Di suatu masa, negerinya disanjung-sanjung akan menjadi negara industri. Negeri itu akan meninggalkan karakteristik negara agraris. Negara agraris karena produk-produk pertaniannya yang tentunya didukung oleh lahan yang sangat luas. Pemimpinnya pun punya impian untuk menerbangkan bangsanya menjadi negara industri. Tinggal landas dari negara agraris menjadi negara industri akan segera terjadi. Menjadi negara industri tentunya lebih keren daripada sekedar negara agraris.
Jadilah pabrik-pabrik dibangun, barang-barang diproduksi, bahkan pesawat pun diciptakan untuk menjadi bagian dari negara dengan peradaban modern.
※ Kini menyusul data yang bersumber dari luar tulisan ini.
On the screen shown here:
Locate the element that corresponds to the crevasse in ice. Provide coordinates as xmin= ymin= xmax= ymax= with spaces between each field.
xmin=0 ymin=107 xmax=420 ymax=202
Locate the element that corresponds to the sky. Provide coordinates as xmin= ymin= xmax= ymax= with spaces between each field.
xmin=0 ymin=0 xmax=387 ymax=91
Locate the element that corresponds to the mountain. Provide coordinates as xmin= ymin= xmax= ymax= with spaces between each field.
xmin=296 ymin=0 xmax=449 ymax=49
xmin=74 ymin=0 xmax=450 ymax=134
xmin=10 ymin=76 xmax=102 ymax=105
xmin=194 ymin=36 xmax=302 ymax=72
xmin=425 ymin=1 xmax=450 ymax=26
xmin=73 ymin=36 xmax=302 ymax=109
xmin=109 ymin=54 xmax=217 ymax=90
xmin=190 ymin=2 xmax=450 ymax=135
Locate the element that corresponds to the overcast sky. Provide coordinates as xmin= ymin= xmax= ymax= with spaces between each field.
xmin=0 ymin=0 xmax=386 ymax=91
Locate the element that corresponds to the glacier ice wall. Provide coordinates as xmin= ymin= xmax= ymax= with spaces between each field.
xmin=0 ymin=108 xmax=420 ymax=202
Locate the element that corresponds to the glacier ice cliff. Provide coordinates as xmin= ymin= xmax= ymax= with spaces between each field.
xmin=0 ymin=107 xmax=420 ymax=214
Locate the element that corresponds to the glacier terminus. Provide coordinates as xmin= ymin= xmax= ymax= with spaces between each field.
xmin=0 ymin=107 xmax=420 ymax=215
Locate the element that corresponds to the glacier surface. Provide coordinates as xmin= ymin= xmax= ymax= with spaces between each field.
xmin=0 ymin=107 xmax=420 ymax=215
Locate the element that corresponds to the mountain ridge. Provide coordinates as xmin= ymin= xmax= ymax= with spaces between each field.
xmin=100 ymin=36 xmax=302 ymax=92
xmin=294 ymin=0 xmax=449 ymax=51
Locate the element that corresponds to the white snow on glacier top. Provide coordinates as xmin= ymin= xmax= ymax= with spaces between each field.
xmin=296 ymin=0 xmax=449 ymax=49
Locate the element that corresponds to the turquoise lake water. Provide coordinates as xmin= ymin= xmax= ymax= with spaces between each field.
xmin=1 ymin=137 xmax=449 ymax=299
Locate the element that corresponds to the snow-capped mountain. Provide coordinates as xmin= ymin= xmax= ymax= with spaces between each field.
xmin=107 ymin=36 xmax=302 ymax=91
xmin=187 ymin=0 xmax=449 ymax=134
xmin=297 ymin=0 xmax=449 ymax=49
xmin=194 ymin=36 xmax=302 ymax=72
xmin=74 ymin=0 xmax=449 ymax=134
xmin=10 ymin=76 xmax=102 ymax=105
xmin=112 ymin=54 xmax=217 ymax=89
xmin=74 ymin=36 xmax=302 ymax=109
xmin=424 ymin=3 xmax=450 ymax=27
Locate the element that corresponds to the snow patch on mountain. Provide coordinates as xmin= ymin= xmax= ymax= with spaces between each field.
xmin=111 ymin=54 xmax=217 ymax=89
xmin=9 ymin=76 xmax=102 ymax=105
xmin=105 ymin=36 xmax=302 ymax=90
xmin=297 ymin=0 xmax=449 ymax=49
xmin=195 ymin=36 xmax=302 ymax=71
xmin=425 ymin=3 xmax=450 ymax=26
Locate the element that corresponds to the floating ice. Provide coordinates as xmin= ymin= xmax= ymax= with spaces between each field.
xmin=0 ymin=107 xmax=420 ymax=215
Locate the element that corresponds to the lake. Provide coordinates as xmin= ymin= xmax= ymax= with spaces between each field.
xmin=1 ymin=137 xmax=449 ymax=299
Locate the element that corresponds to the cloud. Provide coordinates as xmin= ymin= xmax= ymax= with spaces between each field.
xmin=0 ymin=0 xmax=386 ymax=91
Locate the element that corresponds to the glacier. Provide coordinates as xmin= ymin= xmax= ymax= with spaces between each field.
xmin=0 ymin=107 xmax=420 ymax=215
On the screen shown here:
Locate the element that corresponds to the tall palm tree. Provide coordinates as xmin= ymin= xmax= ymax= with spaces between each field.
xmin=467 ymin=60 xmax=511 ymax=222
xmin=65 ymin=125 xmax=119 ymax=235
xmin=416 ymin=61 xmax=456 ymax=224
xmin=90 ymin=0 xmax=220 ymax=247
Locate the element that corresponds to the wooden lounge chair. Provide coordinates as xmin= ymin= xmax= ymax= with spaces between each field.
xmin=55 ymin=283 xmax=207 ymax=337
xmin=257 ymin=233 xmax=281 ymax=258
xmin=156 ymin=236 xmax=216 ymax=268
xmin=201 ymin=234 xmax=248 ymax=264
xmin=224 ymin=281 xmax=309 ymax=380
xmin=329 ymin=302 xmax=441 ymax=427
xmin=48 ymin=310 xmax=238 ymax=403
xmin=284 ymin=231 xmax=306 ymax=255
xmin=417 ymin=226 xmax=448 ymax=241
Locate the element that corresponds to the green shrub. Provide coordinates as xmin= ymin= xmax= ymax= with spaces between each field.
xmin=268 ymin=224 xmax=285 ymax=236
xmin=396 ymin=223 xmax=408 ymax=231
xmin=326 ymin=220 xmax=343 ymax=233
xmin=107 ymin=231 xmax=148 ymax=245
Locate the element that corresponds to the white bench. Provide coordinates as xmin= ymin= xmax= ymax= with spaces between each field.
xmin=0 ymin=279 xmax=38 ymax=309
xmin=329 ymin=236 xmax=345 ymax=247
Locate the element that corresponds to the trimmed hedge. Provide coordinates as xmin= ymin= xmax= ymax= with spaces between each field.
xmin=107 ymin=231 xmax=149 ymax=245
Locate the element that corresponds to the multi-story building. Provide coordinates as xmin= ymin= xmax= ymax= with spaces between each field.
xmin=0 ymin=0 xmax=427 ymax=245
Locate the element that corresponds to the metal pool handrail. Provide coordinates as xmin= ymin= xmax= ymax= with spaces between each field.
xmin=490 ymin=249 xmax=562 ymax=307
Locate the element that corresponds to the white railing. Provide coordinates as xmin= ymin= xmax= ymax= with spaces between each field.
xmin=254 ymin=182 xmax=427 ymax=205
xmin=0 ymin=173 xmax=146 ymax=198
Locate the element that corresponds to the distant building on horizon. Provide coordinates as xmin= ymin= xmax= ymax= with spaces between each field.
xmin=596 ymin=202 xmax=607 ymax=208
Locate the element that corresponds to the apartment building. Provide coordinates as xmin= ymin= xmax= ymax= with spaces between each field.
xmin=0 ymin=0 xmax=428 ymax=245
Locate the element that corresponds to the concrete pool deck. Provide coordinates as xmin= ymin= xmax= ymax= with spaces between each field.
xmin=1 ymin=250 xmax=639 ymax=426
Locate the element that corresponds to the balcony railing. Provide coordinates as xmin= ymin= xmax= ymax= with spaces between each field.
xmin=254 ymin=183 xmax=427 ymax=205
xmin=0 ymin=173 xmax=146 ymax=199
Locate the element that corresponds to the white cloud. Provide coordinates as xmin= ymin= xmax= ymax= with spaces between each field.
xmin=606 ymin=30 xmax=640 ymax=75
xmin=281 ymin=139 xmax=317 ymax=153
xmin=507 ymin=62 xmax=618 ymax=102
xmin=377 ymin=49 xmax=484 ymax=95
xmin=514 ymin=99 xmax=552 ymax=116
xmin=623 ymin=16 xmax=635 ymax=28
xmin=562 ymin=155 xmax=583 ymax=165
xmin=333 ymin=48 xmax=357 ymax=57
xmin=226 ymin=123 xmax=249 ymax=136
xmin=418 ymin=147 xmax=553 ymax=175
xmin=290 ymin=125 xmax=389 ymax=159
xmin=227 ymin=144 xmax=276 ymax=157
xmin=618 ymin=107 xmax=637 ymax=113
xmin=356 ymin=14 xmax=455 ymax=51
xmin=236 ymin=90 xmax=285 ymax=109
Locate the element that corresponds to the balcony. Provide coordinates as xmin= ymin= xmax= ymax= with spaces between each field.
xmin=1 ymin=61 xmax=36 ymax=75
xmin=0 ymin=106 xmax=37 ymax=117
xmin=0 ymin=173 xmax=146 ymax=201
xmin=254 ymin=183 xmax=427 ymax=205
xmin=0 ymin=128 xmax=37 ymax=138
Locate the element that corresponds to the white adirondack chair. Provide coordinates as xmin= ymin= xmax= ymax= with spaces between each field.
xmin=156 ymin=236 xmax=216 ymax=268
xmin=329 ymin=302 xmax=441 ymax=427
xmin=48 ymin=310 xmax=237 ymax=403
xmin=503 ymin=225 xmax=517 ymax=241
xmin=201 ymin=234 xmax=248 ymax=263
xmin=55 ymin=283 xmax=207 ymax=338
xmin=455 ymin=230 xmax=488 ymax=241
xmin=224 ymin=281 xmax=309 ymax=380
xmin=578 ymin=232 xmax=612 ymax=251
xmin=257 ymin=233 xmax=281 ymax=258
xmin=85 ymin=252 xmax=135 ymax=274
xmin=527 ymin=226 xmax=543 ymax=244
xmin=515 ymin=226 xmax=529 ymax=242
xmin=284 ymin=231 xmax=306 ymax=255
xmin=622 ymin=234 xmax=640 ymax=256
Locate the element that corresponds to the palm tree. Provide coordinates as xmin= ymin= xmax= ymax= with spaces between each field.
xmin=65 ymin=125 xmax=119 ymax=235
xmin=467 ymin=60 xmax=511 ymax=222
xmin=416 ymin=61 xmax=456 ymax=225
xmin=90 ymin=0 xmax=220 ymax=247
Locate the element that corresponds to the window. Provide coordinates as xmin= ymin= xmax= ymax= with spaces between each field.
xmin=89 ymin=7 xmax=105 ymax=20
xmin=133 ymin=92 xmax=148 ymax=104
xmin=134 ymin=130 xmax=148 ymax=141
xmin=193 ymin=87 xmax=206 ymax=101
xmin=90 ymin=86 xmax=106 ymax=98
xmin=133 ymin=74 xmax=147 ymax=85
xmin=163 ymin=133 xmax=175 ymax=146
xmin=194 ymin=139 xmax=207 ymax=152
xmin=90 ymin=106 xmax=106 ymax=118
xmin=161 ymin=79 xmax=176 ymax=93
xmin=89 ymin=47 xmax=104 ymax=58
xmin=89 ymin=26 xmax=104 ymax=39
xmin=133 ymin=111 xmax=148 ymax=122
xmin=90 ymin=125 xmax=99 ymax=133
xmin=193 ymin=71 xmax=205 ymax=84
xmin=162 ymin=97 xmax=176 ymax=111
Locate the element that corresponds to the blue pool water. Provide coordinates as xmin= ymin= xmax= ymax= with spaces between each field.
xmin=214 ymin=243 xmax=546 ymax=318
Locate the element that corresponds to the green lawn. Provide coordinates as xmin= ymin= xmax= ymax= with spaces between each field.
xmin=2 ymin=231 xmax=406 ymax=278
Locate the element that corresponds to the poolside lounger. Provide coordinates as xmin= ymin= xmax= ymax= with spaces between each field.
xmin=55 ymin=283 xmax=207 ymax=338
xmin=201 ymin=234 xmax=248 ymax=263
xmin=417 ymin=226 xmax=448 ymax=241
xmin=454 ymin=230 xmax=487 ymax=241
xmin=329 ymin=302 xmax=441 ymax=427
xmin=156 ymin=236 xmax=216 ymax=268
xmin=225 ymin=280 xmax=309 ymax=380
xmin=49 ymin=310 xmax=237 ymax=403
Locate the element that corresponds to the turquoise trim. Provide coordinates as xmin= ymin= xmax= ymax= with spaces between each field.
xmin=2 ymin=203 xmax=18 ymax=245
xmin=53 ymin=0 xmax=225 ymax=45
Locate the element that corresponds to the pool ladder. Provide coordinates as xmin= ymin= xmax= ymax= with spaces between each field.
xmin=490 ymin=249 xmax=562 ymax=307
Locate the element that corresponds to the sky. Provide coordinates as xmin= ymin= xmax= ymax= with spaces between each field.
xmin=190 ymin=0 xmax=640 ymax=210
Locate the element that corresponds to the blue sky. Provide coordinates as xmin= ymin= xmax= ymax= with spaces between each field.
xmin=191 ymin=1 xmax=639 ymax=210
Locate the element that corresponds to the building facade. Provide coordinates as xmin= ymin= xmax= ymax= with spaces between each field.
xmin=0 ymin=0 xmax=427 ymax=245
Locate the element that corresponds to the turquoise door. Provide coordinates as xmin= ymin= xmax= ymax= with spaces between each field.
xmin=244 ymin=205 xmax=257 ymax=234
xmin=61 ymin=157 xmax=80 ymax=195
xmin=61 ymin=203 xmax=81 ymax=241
Apa lacur, namanya mendadak jadi negara industri, tanpa basis yang kuat dalam menciptakan negara industri termasuk teknologi, sumberdaya manusia dan pasar yang siap, produk-produk banjir, tetapi karena masih pemula, produk-produk tidak diterima oleh pasar dalam dan luar negeri. Mau jualan di dalam negeri, kemampuan finansial pasar tidak ada. Jadi, diambil langkah singkat, cepat dan lugas. Para penghuni birokrasi dibiarkan ‘mencuri’ uang rakyat, secukupnya saja untuk dapat membeli produk dalam negeri. Pembeli tercipta, barang produksi mengalir, produksi dapat diteruskan, impian jadi negar industri semakin dekat.
Tetapi, ternyata produk-produk yang diciptakan tetap tidak laku. Mencurinya ditambah. Diperbolehkan mengambil lebih banyak. Selanjutnya industri bergerak, bangunan bertambah, tinggal landas hanya dalam hitungan waktu yang tidak terlalu lama.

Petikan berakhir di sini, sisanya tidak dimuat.